“Se obbligassimo tutti i bambini del mondo a lavorare 20 ore al giorno nelle fabbriche e nelle coltivazioni agricole  il pil globale crescerebbe di certo”.

Angus Deaton, premio Nobel 2015, si è ricreduto sulla valorizzazione quantitativa come metro della crescita.

La frase è una lezione di sociologia più che un esempio di un errore della macroeconomia.

Pone il quesito su quale gerarchia valoriale possa prevalere in una comunità nella quale il raggiungimento del target conclamato può portare anche a mostruosità del genere. Peraltro del tutto in chiave con il fine di aumentare il volume della ricchezza e i margini di profitto.

Non è un caso che le istituzioni abbiano determinato che nel conteggio della ricchezza degli stati vadano inclusi i fatturati della produzione e scambio di sostanze stupefacenti, della prostituzione, del contrabbando.

In un contesto dove lo scopo è raggiungere obbiettivi quantitativi di utile e di ricchezza in circolazione, ogni cosa anche la più orrenda può accadere per soddistare l’utile proprio, qualunque esso sia.

Questa aria malefica è talmente diffusa e ammorbante che si è insinuata ovunque e appanna anche nei migliori i fondamenti della convivenza a favore del proprio profitto, dei vantaggi personali, dell’appagamento di ogni desiderio e pretesa.

In questo senso la responsabiltà di ogni crimine ricade sulle spalle di tutti. Cattivi maestri e ottimi allievi, buoni e malvagi, di ogni sesso e orientamento, sessuale e culturale.

Craxi in un celeberrimo discorso alla Camera dichiarò che tutti i partiti avevano introiti non ufficiali e sfidò a dichiarare chi ne fosse esente. Tutti tacquero. Pensava di aver dimostrato e confermato il principio ‘todos culpables, todos caballeros’.

Non era e non è cosí.

Libero arbitrio e regole di convivenza scolpiscono principî ineludibili come ‘ciascuno è il responsabile delle proprie azioni’ e ‘la responsabilità penale è personale. ‘

Omicida è chi uccide, sequestratore chi sequestra.
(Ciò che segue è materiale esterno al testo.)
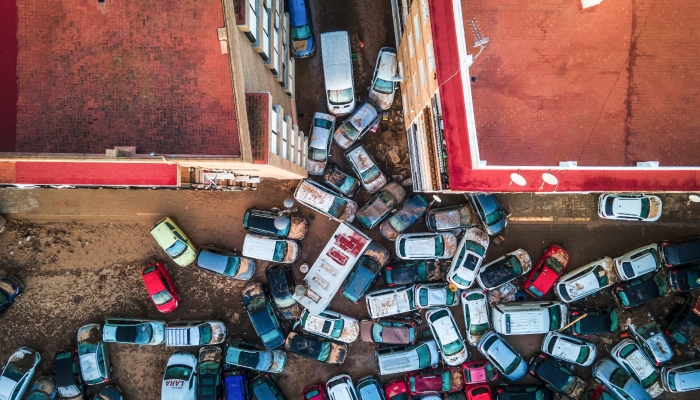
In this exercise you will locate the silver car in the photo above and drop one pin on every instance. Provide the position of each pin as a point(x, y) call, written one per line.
point(365, 168)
Tutto il resto ha valenza nei piani alti del ragionamento sociologico e in quelli bassi della diatriba da bar o del suo recente succedaneo: il talk show.

In questo senso il ragazzo che ha ucciso la ragazza è solo insieme alle sue terrificanti responsabilità.

Si fanno e si faranno tutte le elucubrazioni possibili. Ci sarà perfino chi cieco all’evidenza di genitori distrutti e dabbene, troveranno l’ardire di attribuire loro una qualche colpa.

La comunicazione indifferenziata e i mezzi che oggi fanno di qualsiasi imbecille un impavido free lance è una tenia insaziabile capace di ingurgitare ogni porcheria e di  vomitarne i residui su un pubblico, webete quanto coloro che scrivono.

Inescusabile rimane lo spettacolo dei politici che si azzannano intorno al cadavere della vittima.

Ansiosi di farne la protagonista di una rappresentazione del circo della politica, attribuendo responsabilità, rivendicando meriti, dispensando sentenze a pro del dichiarante e delle sue dottrine e cariche di sdegno per le parti avverse.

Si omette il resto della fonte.